The objective, said prosecutors, was for those militants to eventually return to Indonesia and use their battle experience to establish an Islamic state at home.

“The defendant . . . had wished to proclaim an Islamic state based on syariah law in a region where the people accept Islam as the national principle . . . and to expand the territory worldwide . . . and to free any country under the control of infidels,” the indictment read. “With such a plan, JI would some day want to create chaos in Indonesia that would, in turn, induce fear and insecurity among the general public.”

Police believe the JI has been reconstituted and are calling it “Neo-JI” as it goes about recruiting members to achieve its aim of setting up a caliphate in Indonesia, former police spokesman Dedi Prasetyo said last year.
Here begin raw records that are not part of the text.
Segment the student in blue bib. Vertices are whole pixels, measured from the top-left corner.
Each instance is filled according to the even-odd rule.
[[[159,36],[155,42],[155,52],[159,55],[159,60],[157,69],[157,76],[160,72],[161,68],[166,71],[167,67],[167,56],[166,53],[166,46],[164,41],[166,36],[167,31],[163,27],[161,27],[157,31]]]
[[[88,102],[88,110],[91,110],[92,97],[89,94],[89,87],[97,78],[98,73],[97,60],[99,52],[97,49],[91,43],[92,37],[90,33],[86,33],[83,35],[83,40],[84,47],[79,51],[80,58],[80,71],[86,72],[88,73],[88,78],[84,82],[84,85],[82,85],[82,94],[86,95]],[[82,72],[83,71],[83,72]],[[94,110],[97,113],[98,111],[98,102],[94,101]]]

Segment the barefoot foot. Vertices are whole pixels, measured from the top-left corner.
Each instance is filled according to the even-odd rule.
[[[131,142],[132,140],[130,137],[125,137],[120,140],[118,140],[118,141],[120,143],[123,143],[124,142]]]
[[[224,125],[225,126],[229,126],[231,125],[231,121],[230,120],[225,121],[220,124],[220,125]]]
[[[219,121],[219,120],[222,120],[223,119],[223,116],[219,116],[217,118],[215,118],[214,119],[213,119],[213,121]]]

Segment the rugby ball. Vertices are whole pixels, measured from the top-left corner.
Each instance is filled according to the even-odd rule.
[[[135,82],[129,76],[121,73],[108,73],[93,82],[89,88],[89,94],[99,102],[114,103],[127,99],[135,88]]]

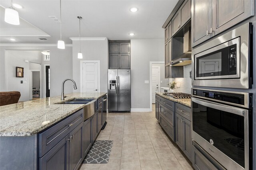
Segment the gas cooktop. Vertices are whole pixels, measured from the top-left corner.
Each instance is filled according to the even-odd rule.
[[[191,95],[183,93],[164,93],[163,94],[172,97],[175,99],[190,99]]]

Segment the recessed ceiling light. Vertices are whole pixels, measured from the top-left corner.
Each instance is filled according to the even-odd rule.
[[[131,12],[135,12],[138,11],[138,8],[136,7],[132,7],[130,8],[130,10]]]
[[[14,7],[20,9],[22,8],[22,7],[21,5],[19,5],[18,4],[13,3],[12,5],[13,5],[13,6],[14,6]]]

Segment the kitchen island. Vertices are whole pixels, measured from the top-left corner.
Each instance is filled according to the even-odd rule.
[[[106,94],[74,93],[67,94],[64,100],[58,96],[0,107],[0,169],[48,169],[56,165],[62,169],[77,169],[88,150],[84,143],[91,145],[92,134],[95,139],[100,131],[98,121],[102,120],[102,105],[92,119],[84,122],[84,104],[59,103],[90,98],[102,105]],[[88,129],[86,126],[96,127]],[[89,139],[84,139],[86,135]]]

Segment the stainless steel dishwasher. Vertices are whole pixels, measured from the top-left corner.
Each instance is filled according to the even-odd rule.
[[[103,115],[103,125],[102,127],[101,128],[102,129],[104,129],[105,128],[105,127],[107,124],[107,100],[108,100],[108,97],[107,96],[105,96],[103,97],[103,110],[102,110],[102,115]]]

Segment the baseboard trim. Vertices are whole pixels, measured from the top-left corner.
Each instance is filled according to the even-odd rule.
[[[131,109],[131,112],[149,112],[150,111],[150,108],[134,108]]]

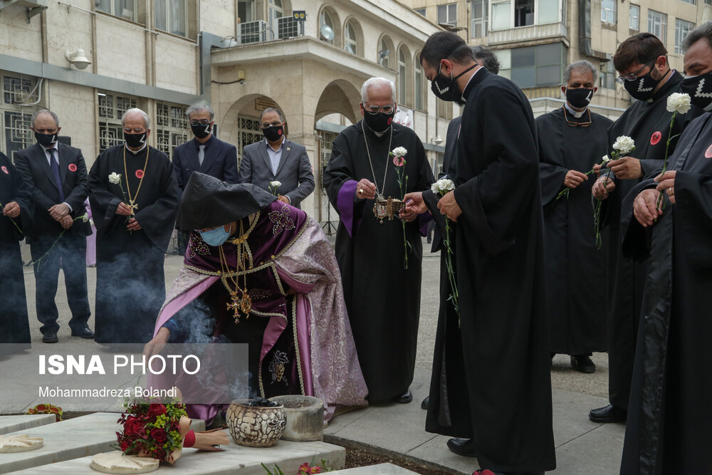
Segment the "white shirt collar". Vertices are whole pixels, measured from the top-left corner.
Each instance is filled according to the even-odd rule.
[[[573,115],[577,119],[580,119],[583,116],[583,115],[586,113],[586,109],[588,108],[586,108],[585,109],[584,109],[581,112],[579,112],[577,110],[574,110],[571,108],[571,106],[569,105],[569,103],[567,102],[565,102],[564,103],[564,107],[566,108],[566,110],[569,111],[570,114],[571,114],[572,115]]]
[[[135,151],[135,150],[132,150],[131,149],[130,149],[129,146],[127,145],[126,145],[126,142],[124,142],[124,147],[126,147],[126,150],[128,150],[129,152],[130,152],[131,153],[132,153],[135,155],[137,155],[138,154],[141,153],[142,150],[143,150],[143,149],[146,148],[146,147],[147,145],[148,145],[148,144],[144,143],[143,144],[143,147],[142,147],[139,150]]]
Security agencies say the original JI was decimated in Indonesia following a series of operations, but counter-terrorism experts have warned that young militants are continuing to be recruited and the terror network may have expanded in the country to a 2,000-strong force. The “Neo-JI” term was coined by the police to describe this new threat.

Under Wijayanto’s leadership, JI was active in courting local clerics and was setting up Islamic boarding schools. It was also running businesses to raise funds while providing entrepreneurship training for members.